The work presented here is part of the XAINES projectFootnote 2, that aims at explaining AI systems through narratives. A narrative is a form of discourse conveying information about an event by giving an account of meaningfully connected events. In the context of explaining AI, explaining with narratives means to explain an event by recounting the events that caused it [66]. Communicating an explanation in the form of a narrative also addresses the fact that an event is usually affected by a set of causes that should be part of the explanation, rather than one factor in isolation [39].Footnote 3 As narratives are an elementary form of human expression [6], we hypothesize that they are an appropriate means to communicate explanations, in particular to users without ML background.

Fig. 2
figure 2

Relation between the works presented in this article and the project’s research questions. The grey squares indicate the respective section numbers

In the following, we present a summary of our accomplished, on-going and planned work on explanation generation (Sect. 2) and the interaction with explanations (Sect. 3), and outline how it contributes to approaching our ultimate goal of creating explainable AI. These works are separate contributions addressing different research questions which need to be answered in order to enable explainable AI. Figure 2 provides an overview over this article’s structure and how the presented works relate to the project’s research questions.

Fig. 3
figure 3

Examples of ML and domain narratives for a medical decision support system

2 Generating Explanations

Users request model explanations for different reasons and with different motivations in mind [28, 80, 82]. The XAINES project addresses these different user needs by distinguishing two types of explanations (see Fig. 3): ML narratives convey the causal chain leading to a model prediction, and can primarily be used to test and improve the model. For example, saliency maps as ML explanations [84] can reveal that a model picks up on irrelevant features to classify X-ray images [18]. Domain narratives describe sequences of domain-specific events that led to a specific outcome, and can for example be used by domain experts to assess if a model decision is justified.Footnote 4 This latter type of explanations should be model invariant and accessible to consumers without any knowledge about ML [8]. We explore the generation of both types of explanations in the context of processing visual content, focusing on two use-cases: (1) providing explanations for systems that process images, focusing on applications in the medical domain; (2) providing explanations for systems that process video content.

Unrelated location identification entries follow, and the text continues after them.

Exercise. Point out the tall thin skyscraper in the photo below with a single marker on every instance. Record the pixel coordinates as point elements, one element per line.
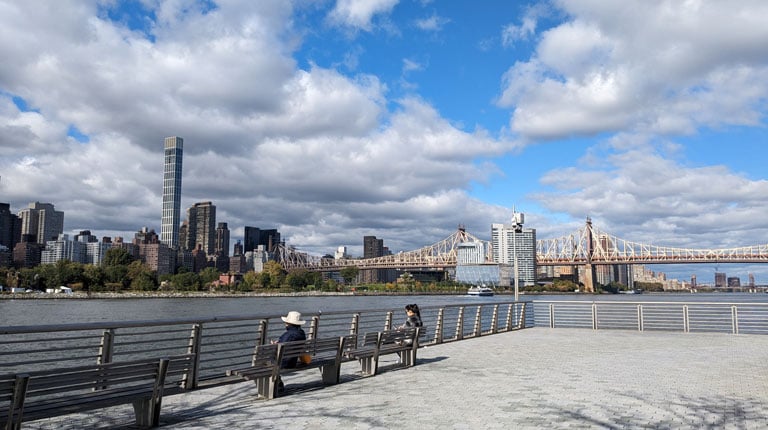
<point>507,240</point>
<point>201,227</point>
<point>169,231</point>
<point>43,221</point>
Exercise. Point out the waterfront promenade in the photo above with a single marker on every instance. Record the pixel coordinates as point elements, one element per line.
<point>532,378</point>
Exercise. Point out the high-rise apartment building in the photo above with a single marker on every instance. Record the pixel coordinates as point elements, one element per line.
<point>169,231</point>
<point>510,239</point>
<point>372,248</point>
<point>43,221</point>
<point>222,240</point>
<point>255,236</point>
<point>152,252</point>
<point>201,227</point>
<point>10,227</point>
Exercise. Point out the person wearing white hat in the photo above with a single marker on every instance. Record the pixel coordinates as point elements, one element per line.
<point>293,331</point>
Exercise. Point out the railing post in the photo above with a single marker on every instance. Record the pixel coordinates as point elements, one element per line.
<point>355,326</point>
<point>495,319</point>
<point>313,327</point>
<point>262,333</point>
<point>510,315</point>
<point>460,324</point>
<point>107,347</point>
<point>521,316</point>
<point>439,326</point>
<point>189,380</point>
<point>551,315</point>
<point>478,328</point>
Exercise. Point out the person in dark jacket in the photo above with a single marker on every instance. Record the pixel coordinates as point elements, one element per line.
<point>414,316</point>
<point>293,331</point>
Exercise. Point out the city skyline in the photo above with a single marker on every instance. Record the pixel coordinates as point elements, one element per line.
<point>197,230</point>
<point>331,121</point>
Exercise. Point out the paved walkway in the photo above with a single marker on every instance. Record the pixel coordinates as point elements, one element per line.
<point>529,379</point>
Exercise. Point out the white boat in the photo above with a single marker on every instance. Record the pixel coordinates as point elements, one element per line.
<point>479,291</point>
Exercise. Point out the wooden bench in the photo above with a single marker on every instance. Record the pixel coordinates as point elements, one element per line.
<point>267,363</point>
<point>403,342</point>
<point>56,392</point>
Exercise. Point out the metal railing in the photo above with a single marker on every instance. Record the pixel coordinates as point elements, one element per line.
<point>735,318</point>
<point>223,343</point>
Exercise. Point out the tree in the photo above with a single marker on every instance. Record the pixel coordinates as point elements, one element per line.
<point>188,281</point>
<point>117,257</point>
<point>93,277</point>
<point>276,273</point>
<point>349,273</point>
<point>141,277</point>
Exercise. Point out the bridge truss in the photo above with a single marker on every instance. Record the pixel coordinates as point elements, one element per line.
<point>587,245</point>
<point>436,256</point>
<point>590,246</point>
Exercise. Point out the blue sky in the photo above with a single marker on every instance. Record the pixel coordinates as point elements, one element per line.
<point>331,120</point>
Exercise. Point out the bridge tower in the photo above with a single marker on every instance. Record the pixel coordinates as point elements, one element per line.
<point>589,269</point>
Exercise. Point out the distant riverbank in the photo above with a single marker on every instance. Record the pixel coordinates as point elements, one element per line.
<point>200,294</point>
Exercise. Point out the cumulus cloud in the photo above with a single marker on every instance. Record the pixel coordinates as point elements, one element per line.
<point>432,23</point>
<point>358,14</point>
<point>657,67</point>
<point>309,151</point>
<point>644,195</point>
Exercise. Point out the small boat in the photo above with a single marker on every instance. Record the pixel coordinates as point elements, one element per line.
<point>479,291</point>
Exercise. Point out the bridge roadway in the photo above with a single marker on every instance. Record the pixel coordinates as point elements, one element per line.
<point>528,379</point>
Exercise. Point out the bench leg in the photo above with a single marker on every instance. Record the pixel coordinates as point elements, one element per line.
<point>144,410</point>
<point>369,365</point>
<point>267,387</point>
<point>330,374</point>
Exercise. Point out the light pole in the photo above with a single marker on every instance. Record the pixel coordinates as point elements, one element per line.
<point>517,220</point>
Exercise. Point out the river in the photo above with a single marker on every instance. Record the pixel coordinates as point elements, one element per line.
<point>54,311</point>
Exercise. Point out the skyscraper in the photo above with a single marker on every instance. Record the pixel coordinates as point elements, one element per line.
<point>508,240</point>
<point>43,221</point>
<point>169,231</point>
<point>222,239</point>
<point>201,227</point>
<point>255,236</point>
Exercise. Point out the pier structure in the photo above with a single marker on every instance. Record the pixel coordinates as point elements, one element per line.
<point>583,365</point>
<point>529,379</point>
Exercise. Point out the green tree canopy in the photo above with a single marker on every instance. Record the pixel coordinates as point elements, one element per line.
<point>117,257</point>
<point>349,273</point>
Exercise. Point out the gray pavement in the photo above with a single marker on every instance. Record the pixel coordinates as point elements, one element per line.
<point>528,379</point>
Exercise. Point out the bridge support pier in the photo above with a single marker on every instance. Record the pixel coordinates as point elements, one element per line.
<point>587,278</point>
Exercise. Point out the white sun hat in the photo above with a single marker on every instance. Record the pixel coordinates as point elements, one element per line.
<point>293,318</point>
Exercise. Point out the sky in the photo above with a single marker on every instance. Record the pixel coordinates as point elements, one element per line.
<point>403,119</point>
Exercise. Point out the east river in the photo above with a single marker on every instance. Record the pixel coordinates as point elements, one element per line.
<point>62,311</point>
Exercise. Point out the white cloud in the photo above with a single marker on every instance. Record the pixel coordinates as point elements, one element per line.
<point>660,67</point>
<point>642,195</point>
<point>432,23</point>
<point>312,152</point>
<point>358,14</point>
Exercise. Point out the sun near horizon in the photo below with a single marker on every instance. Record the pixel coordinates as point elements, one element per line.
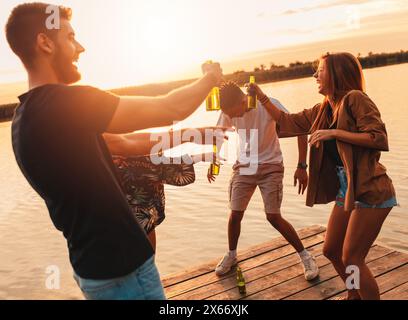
<point>132,42</point>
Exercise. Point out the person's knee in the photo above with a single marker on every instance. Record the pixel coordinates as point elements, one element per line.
<point>332,253</point>
<point>350,258</point>
<point>236,216</point>
<point>274,218</point>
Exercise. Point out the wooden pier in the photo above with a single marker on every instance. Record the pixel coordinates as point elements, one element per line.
<point>272,272</point>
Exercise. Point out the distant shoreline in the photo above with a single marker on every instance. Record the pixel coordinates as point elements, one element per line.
<point>274,73</point>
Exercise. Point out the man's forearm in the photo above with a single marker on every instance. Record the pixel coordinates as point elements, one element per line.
<point>184,101</point>
<point>302,147</point>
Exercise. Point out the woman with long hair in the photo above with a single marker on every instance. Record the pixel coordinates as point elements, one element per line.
<point>347,136</point>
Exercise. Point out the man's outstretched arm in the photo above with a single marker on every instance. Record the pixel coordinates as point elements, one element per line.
<point>137,113</point>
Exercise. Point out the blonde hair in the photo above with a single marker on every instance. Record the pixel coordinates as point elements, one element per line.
<point>344,74</point>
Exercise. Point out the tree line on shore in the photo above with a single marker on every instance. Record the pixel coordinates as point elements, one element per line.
<point>262,73</point>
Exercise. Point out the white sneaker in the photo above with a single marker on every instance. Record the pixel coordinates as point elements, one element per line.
<point>225,265</point>
<point>310,268</point>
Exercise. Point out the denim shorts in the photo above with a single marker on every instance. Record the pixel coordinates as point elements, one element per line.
<point>341,173</point>
<point>143,284</point>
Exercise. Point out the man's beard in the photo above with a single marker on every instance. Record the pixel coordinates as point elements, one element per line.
<point>64,69</point>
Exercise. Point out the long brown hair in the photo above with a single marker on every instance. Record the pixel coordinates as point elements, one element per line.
<point>344,75</point>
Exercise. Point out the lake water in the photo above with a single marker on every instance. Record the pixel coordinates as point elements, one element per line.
<point>195,230</point>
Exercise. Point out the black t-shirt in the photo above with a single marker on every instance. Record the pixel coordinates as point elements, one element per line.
<point>58,144</point>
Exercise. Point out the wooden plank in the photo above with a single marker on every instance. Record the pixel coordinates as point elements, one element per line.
<point>251,275</point>
<point>247,254</point>
<point>211,277</point>
<point>274,290</point>
<point>256,288</point>
<point>246,265</point>
<point>389,280</point>
<point>398,293</point>
<point>334,286</point>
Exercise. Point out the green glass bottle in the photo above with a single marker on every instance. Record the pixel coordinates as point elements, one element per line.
<point>215,166</point>
<point>213,99</point>
<point>252,99</point>
<point>241,281</point>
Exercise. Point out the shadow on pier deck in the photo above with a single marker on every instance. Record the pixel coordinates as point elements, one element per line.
<point>272,272</point>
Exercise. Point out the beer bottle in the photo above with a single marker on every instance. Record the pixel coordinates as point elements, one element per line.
<point>252,99</point>
<point>241,281</point>
<point>213,99</point>
<point>215,166</point>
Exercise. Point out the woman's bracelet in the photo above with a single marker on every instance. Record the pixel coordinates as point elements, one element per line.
<point>264,100</point>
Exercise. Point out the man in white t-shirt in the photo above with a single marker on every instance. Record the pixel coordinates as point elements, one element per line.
<point>260,164</point>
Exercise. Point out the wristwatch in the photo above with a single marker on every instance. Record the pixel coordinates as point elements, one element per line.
<point>302,165</point>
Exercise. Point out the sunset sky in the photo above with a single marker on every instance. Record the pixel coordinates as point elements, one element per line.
<point>132,42</point>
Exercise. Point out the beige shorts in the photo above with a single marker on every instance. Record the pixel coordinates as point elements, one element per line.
<point>269,179</point>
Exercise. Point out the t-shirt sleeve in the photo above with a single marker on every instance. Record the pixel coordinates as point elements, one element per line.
<point>84,107</point>
<point>224,121</point>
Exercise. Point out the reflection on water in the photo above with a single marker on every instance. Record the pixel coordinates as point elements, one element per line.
<point>195,228</point>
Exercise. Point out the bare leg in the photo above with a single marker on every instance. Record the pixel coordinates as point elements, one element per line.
<point>286,230</point>
<point>363,229</point>
<point>234,229</point>
<point>152,238</point>
<point>333,244</point>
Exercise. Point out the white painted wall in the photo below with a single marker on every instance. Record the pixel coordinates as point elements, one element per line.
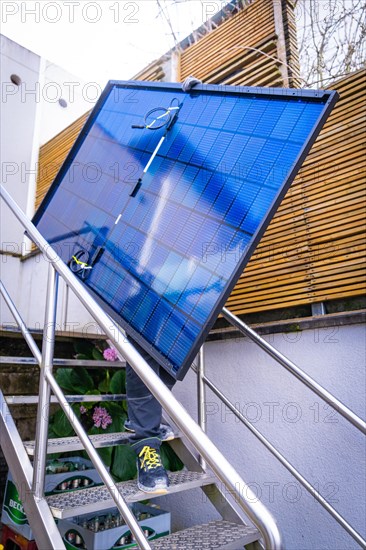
<point>328,451</point>
<point>30,115</point>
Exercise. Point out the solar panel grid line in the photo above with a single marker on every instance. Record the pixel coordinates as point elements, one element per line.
<point>209,184</point>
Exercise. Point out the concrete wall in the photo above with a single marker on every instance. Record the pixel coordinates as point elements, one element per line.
<point>328,451</point>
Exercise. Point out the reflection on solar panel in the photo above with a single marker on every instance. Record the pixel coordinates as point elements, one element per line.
<point>165,195</point>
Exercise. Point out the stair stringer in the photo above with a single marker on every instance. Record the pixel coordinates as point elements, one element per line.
<point>37,510</point>
<point>215,495</point>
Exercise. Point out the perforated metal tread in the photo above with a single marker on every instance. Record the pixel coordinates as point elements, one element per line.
<point>67,444</point>
<point>215,534</point>
<point>83,501</point>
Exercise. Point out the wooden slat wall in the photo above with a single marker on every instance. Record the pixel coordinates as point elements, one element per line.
<point>225,56</point>
<point>314,248</point>
<point>53,153</point>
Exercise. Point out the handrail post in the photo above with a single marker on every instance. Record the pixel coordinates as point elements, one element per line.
<point>253,508</point>
<point>48,344</point>
<point>201,397</point>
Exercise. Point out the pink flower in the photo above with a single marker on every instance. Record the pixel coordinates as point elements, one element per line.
<point>110,354</point>
<point>101,418</point>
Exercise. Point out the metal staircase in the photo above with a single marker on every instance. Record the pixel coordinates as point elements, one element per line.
<point>231,533</point>
<point>245,521</point>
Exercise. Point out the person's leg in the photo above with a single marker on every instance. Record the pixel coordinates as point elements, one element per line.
<point>145,414</point>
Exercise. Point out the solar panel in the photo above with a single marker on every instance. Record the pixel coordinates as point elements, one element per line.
<point>165,195</point>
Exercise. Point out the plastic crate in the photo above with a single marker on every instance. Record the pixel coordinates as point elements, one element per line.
<point>13,513</point>
<point>14,541</point>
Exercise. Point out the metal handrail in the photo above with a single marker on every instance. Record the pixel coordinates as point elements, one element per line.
<point>310,488</point>
<point>296,371</point>
<point>41,449</point>
<point>244,497</point>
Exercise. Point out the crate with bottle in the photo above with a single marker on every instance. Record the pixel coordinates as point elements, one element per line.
<point>63,474</point>
<point>106,530</point>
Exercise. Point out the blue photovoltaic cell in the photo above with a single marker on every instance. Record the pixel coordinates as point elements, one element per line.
<point>164,259</point>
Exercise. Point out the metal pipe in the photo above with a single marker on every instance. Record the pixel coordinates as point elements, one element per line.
<point>255,510</point>
<point>48,344</point>
<point>99,465</point>
<point>354,534</point>
<point>26,334</point>
<point>65,308</point>
<point>201,397</point>
<point>296,371</point>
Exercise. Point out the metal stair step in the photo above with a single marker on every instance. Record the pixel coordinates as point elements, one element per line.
<point>68,444</point>
<point>84,501</point>
<point>215,534</point>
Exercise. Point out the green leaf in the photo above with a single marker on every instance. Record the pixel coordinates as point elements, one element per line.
<point>169,459</point>
<point>97,355</point>
<point>75,380</point>
<point>124,463</point>
<point>60,425</point>
<point>104,384</point>
<point>63,378</point>
<point>84,347</point>
<point>118,382</point>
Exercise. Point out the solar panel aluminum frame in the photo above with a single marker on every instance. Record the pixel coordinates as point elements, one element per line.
<point>326,97</point>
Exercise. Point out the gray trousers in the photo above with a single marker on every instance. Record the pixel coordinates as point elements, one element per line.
<point>144,411</point>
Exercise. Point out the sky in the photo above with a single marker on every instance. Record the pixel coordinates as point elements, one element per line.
<point>102,40</point>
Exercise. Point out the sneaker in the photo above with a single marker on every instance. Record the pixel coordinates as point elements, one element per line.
<point>166,432</point>
<point>151,475</point>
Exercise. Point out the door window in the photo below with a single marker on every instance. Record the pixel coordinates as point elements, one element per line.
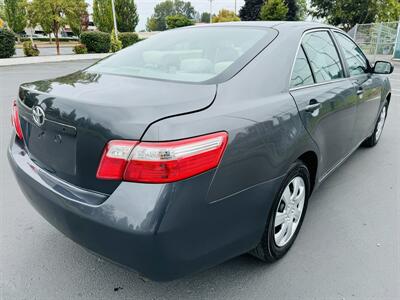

2.1 Linking Images with Language

AI systems developed for usage in the medical domain often involve image processing components, e.g. for speech-based image annotation [88] or medical decision support [73], where relevant information has to be extracted from domain-specific data in various forms, such as X-ray images and health records [87]. In order to describe relevant information in an image or sequences thereof, we focus on the tasks of image captioning [41, 59, 104] and visual story telling [38]. Image captions have previously been explored as a means to explain decisions of image classifiers [35, 51] and Visual Question Answering (VQA) models [49], whereas in our work we investigate their use as domain narratives. In particular, we focus on the challenges of selecting the most relevant information from the images, and of addressing the needs of the respective target audience by generating personalized image descriptions. In [10], we propose an image captioning model that conditions generation on selected visual information to model the fact that humans restrict their explanation of an event to a subset of selected causal connections [61]. In [9], we investigate the use of transfer learning and machine translation for generating image captions in German. Due to a lack of non-English image captioning resources, such cross-lingual transfer is necessary in order to make natural language domain narratives accessible to non-English speakers.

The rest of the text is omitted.